Let’s delve into some key terms associated with Kafka.

  1. Topics: These can be likened to sacred houses where data is stored.
  2. Partitions: Logical rooms within the sacred house (i.e., Topics) where actual events/messages are stored.
  3. Producer: A client that pushes or produces messages to a topic. Multiple producers can produce messages to one or more topics simultaneously.
  4. Consumers: Clients that consume messages from topics.
  5. Consumer Groups: Consumers performing the same task are grouped into a single consumer group, enabling parallelization.
  6. Kafka Broker: A single Kafka server is referred to as a Kafka broker.
  7. Apache Zookeeper: A tool Utilised by Kafka brokers to determine the leader of a given partition and topic, and to perform leader elections, among other tasks.

Topics

Topics can be termed as tables in relational databases. and it is the place where the messages are stored . A topic is identified by its name such as logs, truks_gps , purchases etc.

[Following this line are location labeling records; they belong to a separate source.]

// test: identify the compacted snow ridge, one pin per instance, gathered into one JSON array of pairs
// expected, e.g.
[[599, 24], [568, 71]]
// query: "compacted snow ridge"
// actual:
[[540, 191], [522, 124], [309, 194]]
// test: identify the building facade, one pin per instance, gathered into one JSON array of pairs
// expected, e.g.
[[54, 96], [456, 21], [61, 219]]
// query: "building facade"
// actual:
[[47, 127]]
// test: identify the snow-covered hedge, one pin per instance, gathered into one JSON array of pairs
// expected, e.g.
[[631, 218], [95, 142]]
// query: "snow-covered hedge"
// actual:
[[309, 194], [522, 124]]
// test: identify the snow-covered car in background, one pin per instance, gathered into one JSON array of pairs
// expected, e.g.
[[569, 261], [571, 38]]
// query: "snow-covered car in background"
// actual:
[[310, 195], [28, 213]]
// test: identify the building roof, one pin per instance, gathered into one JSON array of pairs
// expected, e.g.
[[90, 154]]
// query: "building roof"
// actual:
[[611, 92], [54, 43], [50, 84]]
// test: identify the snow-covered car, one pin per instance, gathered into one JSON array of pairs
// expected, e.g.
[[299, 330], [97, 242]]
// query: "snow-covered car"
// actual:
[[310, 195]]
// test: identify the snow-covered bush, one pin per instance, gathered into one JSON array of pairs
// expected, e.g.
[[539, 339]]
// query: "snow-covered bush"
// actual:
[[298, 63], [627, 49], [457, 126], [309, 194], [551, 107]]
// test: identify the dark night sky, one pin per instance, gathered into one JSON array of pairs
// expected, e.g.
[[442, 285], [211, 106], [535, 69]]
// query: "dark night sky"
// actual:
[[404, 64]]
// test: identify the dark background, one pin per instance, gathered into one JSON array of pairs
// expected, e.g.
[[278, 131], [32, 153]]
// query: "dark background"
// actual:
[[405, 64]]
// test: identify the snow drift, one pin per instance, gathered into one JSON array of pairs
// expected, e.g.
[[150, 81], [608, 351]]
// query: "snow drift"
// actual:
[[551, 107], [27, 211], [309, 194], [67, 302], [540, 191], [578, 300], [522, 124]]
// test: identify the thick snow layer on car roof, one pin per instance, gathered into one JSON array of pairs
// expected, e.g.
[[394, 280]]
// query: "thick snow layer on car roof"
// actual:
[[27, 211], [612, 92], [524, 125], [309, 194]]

Topics contains partitions. and a message can be part of any of the partitions of the topic and if we don’t specify the partition id then Kafka pushes the messages in topic based on the key

The one major reason why Kafka is so popular is that is ability to fault tolerant and it achieves that by topic and it’s partition replication in a distributed environment where we have more than one broker we can replicate the topics to multiple brokers by just specifying the replication count parameter and kafka’s zookeeper manages it out of the box

Producers

Clients / applications that send data to a Kafka is know as producer

To Produce a message we need following :

Key — A optional parameter which help if pass null then kafka balances the message across all the partition and if given a value it ensures that all the key which has same data goes to same partition

  1. Value — It contains the actual content of message or events it can also be null
  2. Compression Type — we can pass the message compression type it’s options are none, gzip, lz4, snappy, and zstd

Consumer

image source — internet

Client / application that consumes data from Kafka is termed as consumers. Kafka has client libraries implement in almost all the languages

To consume message we need following:

  1. Topic name —Specifies the topic from which messages are to be consumed.
  2. Consumer group id — Ensures messages are read in the same order as they are pushed to the partition of the topic. In scenarios with multiple clients, the consumer group ID aids Kafka in balancing consumers, assigning one partition to one consumer. If there are more consumers than partitions, some consumers remain idle; if there are fewer consumers than the total number of partitions, some consumers will listen to more than one partition.

When to use Kafka ?

  1. Real-time Event Streaming: Kafka is designed for real-time event streaming, making it an excellent choice for scenarios where events (e.g., log entries, sensor data, user interactions) need to be processed and analyzed in near real-time.
  2. Log Aggregation: Kafka is well-suited for log aggregation, collecting and consolidating log data from various sources across an organization. It ensures a centralized and reliable platform for managing large volumes of log data.
  3. Data Integration: Kafka acts as a reliable and scalable data integration tool. It can be used to connect different systems and applications, facilitating the transfer of data between them. This is especially useful in microservices architectures.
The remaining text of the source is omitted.